Clinical trials have shown favorable effects of exercise on frailty, supporting physical activity (PA) as a treatment and prevention strategy. Proteomics studies suggest that PA alters levels of many proteins, some of which may function as molecules in the biological processes underlying frailty. However, these studies have focused on structured exercise programs or cross-sectional PA-protein associations. Therefore, the effects of long-term PA on frailty-associated proteins remain unknown. Among 14,898 middle-aged adults, we emulated a target trial that assigned individuals to either (i) achieve and maintain the recommended PA level (≥ 150 min/week of moderate-to-vigorous physical activity [MVPA]) through 6 (± 0.3) years of follow-up or (ii) follow a "natural course" strategy, where all individuals engage in various amounts of habitual MVPA. We estimated the effects of long-term adherence to recommended MVPA versus the natural course strategy on 45 previously identified frailty-associated proteins at the end of the follow-up using inverse probability of weighting (IPW) and iterative conditional expectations (ICE).
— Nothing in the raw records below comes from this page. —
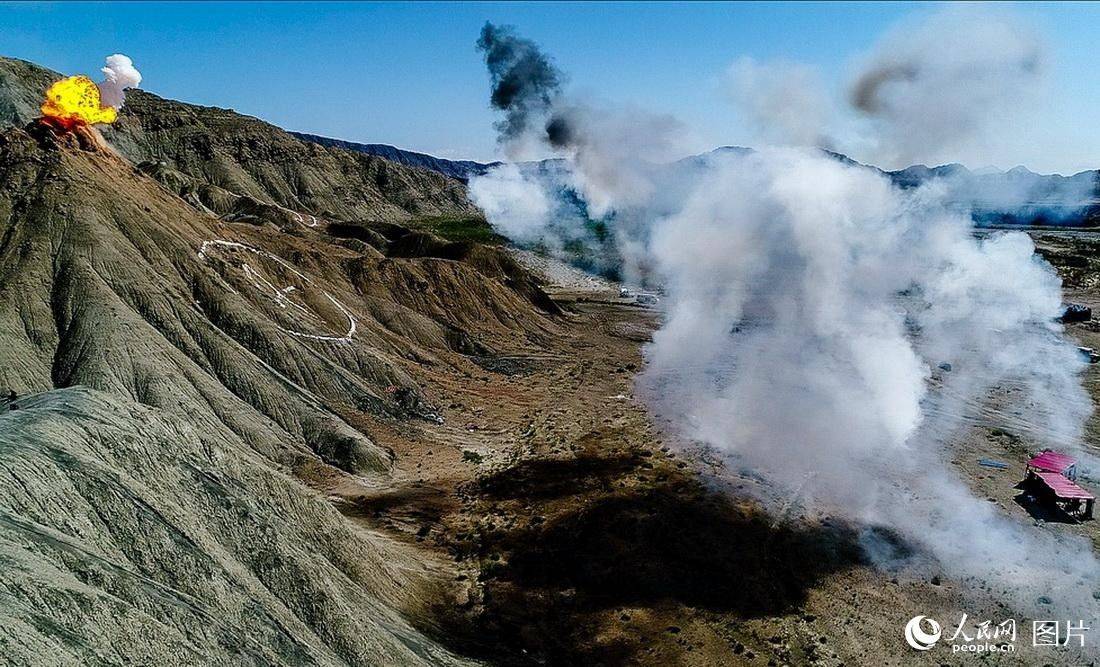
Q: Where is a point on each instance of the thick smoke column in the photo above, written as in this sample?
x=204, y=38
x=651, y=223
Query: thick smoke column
x=525, y=81
x=812, y=308
x=119, y=74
We found that long-term adherence to recommended MVPA improved the population levels of many frailty-associated proteins (ranged from 0.04 to 0.11 standard deviation); the greatest benefits were seen in proteins involved in the nervous system (e.g., voltage-dependent calcium channel subunit alpha-2/delta-3 [CACNA2D3], contactin-1 [CNTN1], neural cell adhesion molecule 1 [NCAM1], and transmembrane protein 132D [TMEM132D]) and inflammation (e.g., high-temperature requirement serine protease A1 [HTRA1] and C-reactive protein [CRP]). Our findings suggest improved nervous system and reduced inflammation as the biological basis of long-term engagement in adequate PA as an intervention strategy for frailty.